Stateful persistent queries create one state store per partition, so too many partitions can result in an excessive number of state stores, each with a very thin shard. You need adequate partitions to parallelize your workload completely across all nodes in your cluster, but no more than that. Usually, a good balance is achieved with twice as many partitions as nodes in your cluster.
A given node in a ksqlDB deployment can handle more than one input partition, so partition counts don't need to be the same as the node count.
ksqlDB provides one of the easiest ways to compute aggregations over your topic data stored in Kafka. These aggregations are defined as persistent queries whose results are maintained within a ksqlDB table, optionally with a time window as a dimension. Since aggregations are inherently stateful, they rely heavily on local materialized state stores to accumulate ongoing aggregation results efficiently. These state stores maintain a local cache of current aggregate results for the subset of persistent query partitions that are assigned to a given node in a deployment.
Consolidate aggregation calls into as few persistent queries as possible¶
Frequently, aggregations aren't done in isolation, for example, a SUM call is often accompanied by a COUNT call. Whenever the aggregation grouping criteria, and, potentially, filtering criteria, are equivalent for multiple aggregations, you should combine these aggregate calls into the same persistent query. Aggregation consolidation can potentially avoid duplicate repartitioning in cases for which repartitioning is necessary, as well as minimize the number of state stores required for a given set of aggregations.
Avoid unnecessarily narrow window widths¶
Aggregations that use a WINDOW clause add dimensionality to the aggregation's grouping criteria. Think of the aggregation's WINDOW as an implicit grouping column. Each aggregation group requires local materialization, via state stores, of up to one row per grouping criteria, per window. For example, a window width of one hour will result in 24 times more windows than a window width of one day. As a result, the number of locally materialized rows required for a windowed aggregation is inversely proportional to the window's width. We recommend using aggregation windows with the widest width that your use case will allow.
ksqlDB provides rich support for joining together multiple streams and tables. While such join operations are relatively easy to express via SQL, in certain cases they can become expensive to execute internally.

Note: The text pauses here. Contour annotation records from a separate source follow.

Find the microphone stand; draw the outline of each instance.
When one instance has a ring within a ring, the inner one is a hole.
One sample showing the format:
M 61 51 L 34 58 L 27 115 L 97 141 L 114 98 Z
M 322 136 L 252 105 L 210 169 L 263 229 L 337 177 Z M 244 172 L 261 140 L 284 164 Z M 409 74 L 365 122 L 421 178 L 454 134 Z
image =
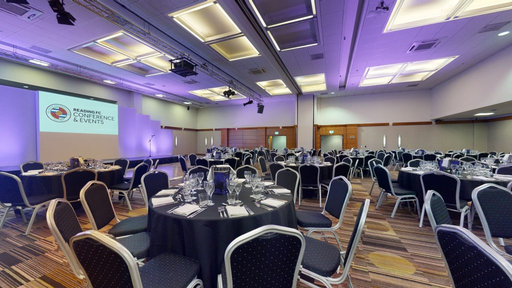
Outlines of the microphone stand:
M 155 137 L 154 135 L 151 135 L 151 138 L 150 138 L 150 140 L 148 141 L 150 143 L 150 156 L 147 156 L 147 158 L 151 158 L 152 157 L 151 156 L 151 139 L 153 139 L 154 137 Z M 146 159 L 147 158 L 146 158 Z

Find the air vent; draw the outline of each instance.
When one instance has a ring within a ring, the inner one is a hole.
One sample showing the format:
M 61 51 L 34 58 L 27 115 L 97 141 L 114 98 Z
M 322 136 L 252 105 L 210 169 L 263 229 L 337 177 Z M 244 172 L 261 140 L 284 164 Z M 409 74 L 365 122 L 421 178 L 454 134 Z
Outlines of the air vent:
M 49 53 L 50 53 L 50 52 L 52 52 L 51 50 L 49 50 L 48 49 L 45 49 L 45 48 L 44 48 L 42 47 L 40 47 L 38 46 L 37 45 L 32 45 L 32 46 L 30 46 L 30 47 L 29 47 L 29 49 L 32 49 L 33 50 L 36 51 L 38 51 L 38 52 L 40 52 L 41 53 L 44 53 L 45 54 L 48 54 Z
M 494 24 L 489 24 L 488 25 L 486 25 L 483 28 L 482 28 L 480 31 L 478 31 L 478 33 L 485 33 L 486 32 L 490 32 L 493 31 L 497 31 L 501 29 L 502 27 L 510 23 L 510 21 L 507 21 L 506 22 L 500 22 L 499 23 L 495 23 Z
M 0 10 L 29 22 L 42 15 L 42 11 L 30 5 L 8 3 L 4 0 L 0 1 Z
M 251 75 L 260 75 L 265 74 L 267 73 L 267 71 L 265 71 L 265 69 L 263 68 L 256 68 L 247 70 L 247 73 Z
M 442 38 L 433 39 L 432 40 L 424 40 L 423 41 L 418 41 L 413 43 L 411 47 L 407 50 L 406 53 L 412 53 L 413 52 L 421 52 L 431 49 L 437 46 L 441 42 Z
M 183 80 L 182 80 L 181 81 L 185 84 L 188 84 L 189 85 L 192 85 L 193 84 L 197 84 L 198 83 L 199 83 L 199 82 L 198 82 L 197 81 L 196 81 L 195 80 L 193 80 L 192 79 Z
M 319 53 L 318 54 L 313 54 L 313 55 L 310 55 L 311 57 L 311 60 L 320 60 L 321 59 L 324 59 L 324 53 Z

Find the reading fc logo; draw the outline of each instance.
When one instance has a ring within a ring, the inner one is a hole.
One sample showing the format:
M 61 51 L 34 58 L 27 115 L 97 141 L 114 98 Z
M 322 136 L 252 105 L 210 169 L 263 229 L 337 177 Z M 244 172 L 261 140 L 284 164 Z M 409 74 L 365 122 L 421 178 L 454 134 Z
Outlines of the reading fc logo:
M 46 115 L 55 122 L 66 122 L 71 118 L 71 111 L 60 104 L 52 104 L 46 108 Z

Avoid unnecessarily wide join windows¶
Stream-stream joins require that you specify a window over which to perform the join. Records on each side of the join match only if they both occur within the specified window. The amount of local state required for a stream-stream join is directly proportional to the width of the join window. As a result, we recommend using stream-stream join window widths that are no wider than your use case permits.
Ensure both sides of a join are co-partitioned whenever possible¶
ksqlDB requires that both sides of a join operation are partitioned identically in order to guarantee that matching records are always processed by the same ksqlDB node. Whenever two input streams or tables are not co-partitioned, ksqlDB must perform an internal repartition, thereby duplicating topic data as well as network round trips issued by the persistent query that does the join.